Math 106 (Statistics) Daily Schedule, Fall 2019

The following is a tentative syllabus for the course. This page will be updated and kept current, so please check back periodically.

Daily Schedule for Math 106
(Last modified 29 October 2019)
Date  Reading Assignment
Topics
Textbook Practice Problems
Written Homework Due
Friday 30 August

What is Statistics?







Mon 2 September 1.1, 1.2
The Basics, Introduction to R
1.1, 3, 5, 7, 9

Wed 4 September 1.3-1.4
Data collection in observational studies and experiments
1.6, 15, 17, 19, 21, 25, 27, 29, 37
1.2, 1.10
Fri 6 September 2.1.1-2.1.4
Mean, dot plots, histograms, and standard deviation
1.16, 18, 24, 28, 35, 43; 2.2, 5, 9
1.12, 20, 38, 40
   


Mon 9 September 2.1.5-2.1.7, 2.2-2.3
Median and associated measures, box plots,
categorical data
2.4, 10, 11, 13, 15, 25, 29, 33.
1.32. Also, for both Age and TextMessages in our class data,do the following:
-- Calculate mean and standard deviation for the whole group.
-- Calculate mean and standard deviation by varsity athlete/non-athlete
-- Create histograms with two different binnings and comment on
       which you think is more useful or informative.
-- Comment on any interesting data/trends/observations.
Wed 11 September
Finding data for graph and caption-writing project.

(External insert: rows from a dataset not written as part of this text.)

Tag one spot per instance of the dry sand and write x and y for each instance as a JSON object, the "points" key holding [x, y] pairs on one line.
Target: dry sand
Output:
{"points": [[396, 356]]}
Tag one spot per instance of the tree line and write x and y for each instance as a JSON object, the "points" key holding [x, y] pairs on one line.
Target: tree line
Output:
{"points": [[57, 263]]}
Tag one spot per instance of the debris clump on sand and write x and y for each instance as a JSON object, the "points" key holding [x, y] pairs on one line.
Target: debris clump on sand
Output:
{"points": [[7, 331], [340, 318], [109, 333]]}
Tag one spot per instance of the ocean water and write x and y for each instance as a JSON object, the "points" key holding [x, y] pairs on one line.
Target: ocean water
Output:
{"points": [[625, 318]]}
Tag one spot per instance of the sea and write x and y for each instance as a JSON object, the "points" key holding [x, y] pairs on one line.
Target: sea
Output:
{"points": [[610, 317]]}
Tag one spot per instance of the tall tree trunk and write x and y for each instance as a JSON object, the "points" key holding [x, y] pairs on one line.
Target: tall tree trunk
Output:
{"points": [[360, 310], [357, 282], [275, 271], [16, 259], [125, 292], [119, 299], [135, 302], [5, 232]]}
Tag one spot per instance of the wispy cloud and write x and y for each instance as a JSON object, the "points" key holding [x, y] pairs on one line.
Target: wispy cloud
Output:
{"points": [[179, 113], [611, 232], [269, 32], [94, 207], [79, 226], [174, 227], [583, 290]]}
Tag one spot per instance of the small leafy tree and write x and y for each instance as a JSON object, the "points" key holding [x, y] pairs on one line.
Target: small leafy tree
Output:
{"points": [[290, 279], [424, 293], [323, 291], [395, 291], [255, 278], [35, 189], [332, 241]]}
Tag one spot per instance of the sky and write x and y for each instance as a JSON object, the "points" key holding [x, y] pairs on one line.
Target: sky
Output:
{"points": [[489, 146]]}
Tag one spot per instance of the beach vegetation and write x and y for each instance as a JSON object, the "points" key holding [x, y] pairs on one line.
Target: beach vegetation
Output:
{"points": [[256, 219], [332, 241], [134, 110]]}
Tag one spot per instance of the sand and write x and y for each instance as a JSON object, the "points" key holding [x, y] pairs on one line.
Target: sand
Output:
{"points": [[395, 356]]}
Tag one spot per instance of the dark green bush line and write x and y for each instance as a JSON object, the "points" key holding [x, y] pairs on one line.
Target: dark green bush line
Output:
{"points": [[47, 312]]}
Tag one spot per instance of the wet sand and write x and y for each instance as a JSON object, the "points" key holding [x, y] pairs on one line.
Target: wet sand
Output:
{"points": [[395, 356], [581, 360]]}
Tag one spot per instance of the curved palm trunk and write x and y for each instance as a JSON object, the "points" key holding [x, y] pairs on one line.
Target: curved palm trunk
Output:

2.12, 2.16, 2.32. Also, for both Age and TextMessages in our class data:
-- Calculate the median and IQR.
-- Create a boxplot.
-- Comment for each of them on the strengths and weakness of mean/sd
     vs median/IQR and histogram vs boxplot.
Fri 13 September 3.1
Probability Basics
3.1, 3, 5, 9, 11, 39
A citation for the data you plan to use for the graph and caption-writing
project, the variable or variables from that data set you plan to graph,
and some evidence that you've been able to load that data into R.
(Maybe a favstats() for the variable(s) you plan to use, or something similar.)
   


Mon 16 September 3.5
Continuous Probability Models
3.37
2.22, 3.6, 3.8; Also, create a two-way table for academic division by section.
Comment on any interesting trends.
Wed 18 September 4.1
The Normal distribution
4.1, 3, 5, 25, 29
3.12, 38bcd, 40; Also, just the graph (plus the R code you used to produce it)
from your writing project for next Monday.
Fri 20 September 4.2 Evaluating Normality 4.2, 8
4.4, 6, 10.
   


Mon 23 September
Climate Teach-in. Meet in Hayes as usual.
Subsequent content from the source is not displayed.